Microtus henseli Temporal range: Middle Pleistocene-Holocene

Scientific classification
- Kingdom: Animalia
- Phylum: Chordata
- Class: Mammalia
- Infraclass: Placentalia
- Order: Rodentia
- Family: Cricetidae
- Subfamily: Arvicolinae
- Genus: Microtus
- Species: †M. henseli
- Binomial name: †Microtus henseli ( F. Major, 1905)
- Synonyms: Tyrrhenicola henseli F. Major, 1905

= Microtus henseli =

- Genus: Microtus
- Species: henseli
- Authority: ( F. Major, 1905)
- Synonyms: Tyrrhenicola henseli F. Major, 1905

Extinct species of rodent

Microtus (Tyrrhenicola) henseli is an extinct species of vole belonging to the genus Microtus that was endemic to Sardinia and Corsica during the Pleistocene and Holocene.

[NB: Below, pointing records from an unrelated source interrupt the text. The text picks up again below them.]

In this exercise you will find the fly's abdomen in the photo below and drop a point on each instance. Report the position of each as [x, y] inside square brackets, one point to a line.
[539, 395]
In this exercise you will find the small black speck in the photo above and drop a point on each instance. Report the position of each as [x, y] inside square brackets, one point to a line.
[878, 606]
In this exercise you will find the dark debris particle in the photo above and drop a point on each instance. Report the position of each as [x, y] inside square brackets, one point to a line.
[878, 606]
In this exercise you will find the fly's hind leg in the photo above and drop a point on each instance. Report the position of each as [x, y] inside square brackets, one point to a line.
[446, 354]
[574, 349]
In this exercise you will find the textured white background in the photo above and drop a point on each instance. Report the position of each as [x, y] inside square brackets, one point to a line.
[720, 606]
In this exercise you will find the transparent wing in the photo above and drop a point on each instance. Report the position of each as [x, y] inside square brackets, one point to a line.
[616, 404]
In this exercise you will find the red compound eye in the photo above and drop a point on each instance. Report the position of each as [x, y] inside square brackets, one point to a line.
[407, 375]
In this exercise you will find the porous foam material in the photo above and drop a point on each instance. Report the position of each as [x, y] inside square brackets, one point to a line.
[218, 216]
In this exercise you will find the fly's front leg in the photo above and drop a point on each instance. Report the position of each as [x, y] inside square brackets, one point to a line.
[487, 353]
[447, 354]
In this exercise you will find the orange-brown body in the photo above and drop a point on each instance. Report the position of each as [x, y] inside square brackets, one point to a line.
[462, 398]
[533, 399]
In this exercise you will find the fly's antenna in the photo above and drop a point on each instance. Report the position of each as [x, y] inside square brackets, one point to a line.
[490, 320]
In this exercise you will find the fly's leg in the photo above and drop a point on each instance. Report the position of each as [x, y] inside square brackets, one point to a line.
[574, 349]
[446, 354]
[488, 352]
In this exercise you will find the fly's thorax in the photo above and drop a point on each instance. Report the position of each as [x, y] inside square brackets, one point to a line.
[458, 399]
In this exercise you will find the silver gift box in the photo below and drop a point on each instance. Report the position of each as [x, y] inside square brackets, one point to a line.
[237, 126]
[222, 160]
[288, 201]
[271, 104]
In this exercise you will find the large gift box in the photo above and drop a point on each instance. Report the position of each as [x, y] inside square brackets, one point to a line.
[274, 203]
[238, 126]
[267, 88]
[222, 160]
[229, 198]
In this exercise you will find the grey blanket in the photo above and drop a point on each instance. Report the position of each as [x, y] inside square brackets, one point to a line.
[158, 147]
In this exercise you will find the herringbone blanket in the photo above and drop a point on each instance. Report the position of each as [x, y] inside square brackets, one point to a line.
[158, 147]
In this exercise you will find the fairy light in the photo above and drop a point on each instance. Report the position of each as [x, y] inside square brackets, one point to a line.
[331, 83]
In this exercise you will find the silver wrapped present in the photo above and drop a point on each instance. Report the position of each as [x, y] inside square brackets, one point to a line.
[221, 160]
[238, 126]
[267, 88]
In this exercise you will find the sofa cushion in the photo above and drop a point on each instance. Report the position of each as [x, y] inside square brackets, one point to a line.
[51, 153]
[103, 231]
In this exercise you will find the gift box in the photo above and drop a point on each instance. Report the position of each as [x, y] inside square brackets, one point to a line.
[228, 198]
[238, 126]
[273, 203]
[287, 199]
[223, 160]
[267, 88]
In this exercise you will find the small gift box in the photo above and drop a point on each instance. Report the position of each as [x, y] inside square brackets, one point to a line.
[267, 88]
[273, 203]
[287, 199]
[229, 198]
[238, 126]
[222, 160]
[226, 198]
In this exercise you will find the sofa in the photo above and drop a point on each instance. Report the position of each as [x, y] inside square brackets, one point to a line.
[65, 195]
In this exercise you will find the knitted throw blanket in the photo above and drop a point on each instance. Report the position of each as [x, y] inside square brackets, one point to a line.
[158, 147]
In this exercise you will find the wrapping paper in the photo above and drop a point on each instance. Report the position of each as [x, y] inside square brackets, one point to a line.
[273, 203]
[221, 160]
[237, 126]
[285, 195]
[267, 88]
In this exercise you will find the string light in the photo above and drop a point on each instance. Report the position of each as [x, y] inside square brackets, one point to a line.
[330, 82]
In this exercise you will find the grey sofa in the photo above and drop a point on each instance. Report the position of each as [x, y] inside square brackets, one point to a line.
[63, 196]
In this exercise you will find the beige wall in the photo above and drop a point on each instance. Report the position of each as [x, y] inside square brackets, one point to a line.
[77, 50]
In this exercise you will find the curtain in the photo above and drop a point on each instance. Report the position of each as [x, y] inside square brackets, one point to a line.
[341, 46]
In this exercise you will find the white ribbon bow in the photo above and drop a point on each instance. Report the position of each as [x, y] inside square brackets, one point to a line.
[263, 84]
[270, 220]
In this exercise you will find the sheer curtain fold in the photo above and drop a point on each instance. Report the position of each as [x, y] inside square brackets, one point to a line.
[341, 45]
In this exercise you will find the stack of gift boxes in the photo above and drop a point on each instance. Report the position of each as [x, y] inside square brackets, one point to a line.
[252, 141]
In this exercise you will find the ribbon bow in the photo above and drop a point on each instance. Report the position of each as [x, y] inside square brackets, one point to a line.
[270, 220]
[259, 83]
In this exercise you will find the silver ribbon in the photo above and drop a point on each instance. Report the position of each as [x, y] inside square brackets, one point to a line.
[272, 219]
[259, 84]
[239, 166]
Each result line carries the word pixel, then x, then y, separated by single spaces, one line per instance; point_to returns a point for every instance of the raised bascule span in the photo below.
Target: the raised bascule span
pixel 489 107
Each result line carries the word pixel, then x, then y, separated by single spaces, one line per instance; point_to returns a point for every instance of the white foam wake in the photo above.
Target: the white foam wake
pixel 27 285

== Taxonomy and evolution ==
It is placed in the subgenus Tyrrhenicola, alongside its probable ancestor, the early Middle Pleistocene species Microtus (Tyrrhenicola) sondaari, which probably descended from a population of Allophaiomys that arrived in Sardinia between 1.2 million and 0.8 million years ago. The arrival of Microtus (Tyrrhenicola) on Sardinia marks a faunal turnover event from the Early Pleistocene Nesogoral faunal complex and the Middle-Late Pleistocene Microtus (Tyrrhenicola) faunal complex. The oldest dates for M. henseli are over 500,000 years old. The youngest dates for the species on Sardinia around 1300 BC, while in Corsica the species is suggested to have become extinct between 393 BC and the 6th century AD. It may have become extinct as a result of introductions of invasive species to the islands by humans.

== Description ==
Microtus (Tyrrhenicola) henseli had an estimated body mass of approximately 277 g, substantially larger than its mainland ancestors, an example of island gigantism.

== Paleoenviroment ==
During the Middle-Late Pleistocene Corsica and Sardinia had their own highly endemic depauperate terrestrial mammal fauna which besides M. henseli included the Tyrrhenian field rat (Rhagamys orthodon), the Sardinian pika (Prolagus sardus), a shrew (Asoriculus similis), a mole (Talpa tyrrhenica), the Sardinian dhole (Cynotherium sardous), a galictine mustelid (Enhydrictis galictoides), a dwarf mammoth (Mammuthus lamarmorai), three species of otter (Algarolutra majori, Sardolutra ichnusae, Megalenhydris barbaricina) and a deer (Praemegaceros cazioti).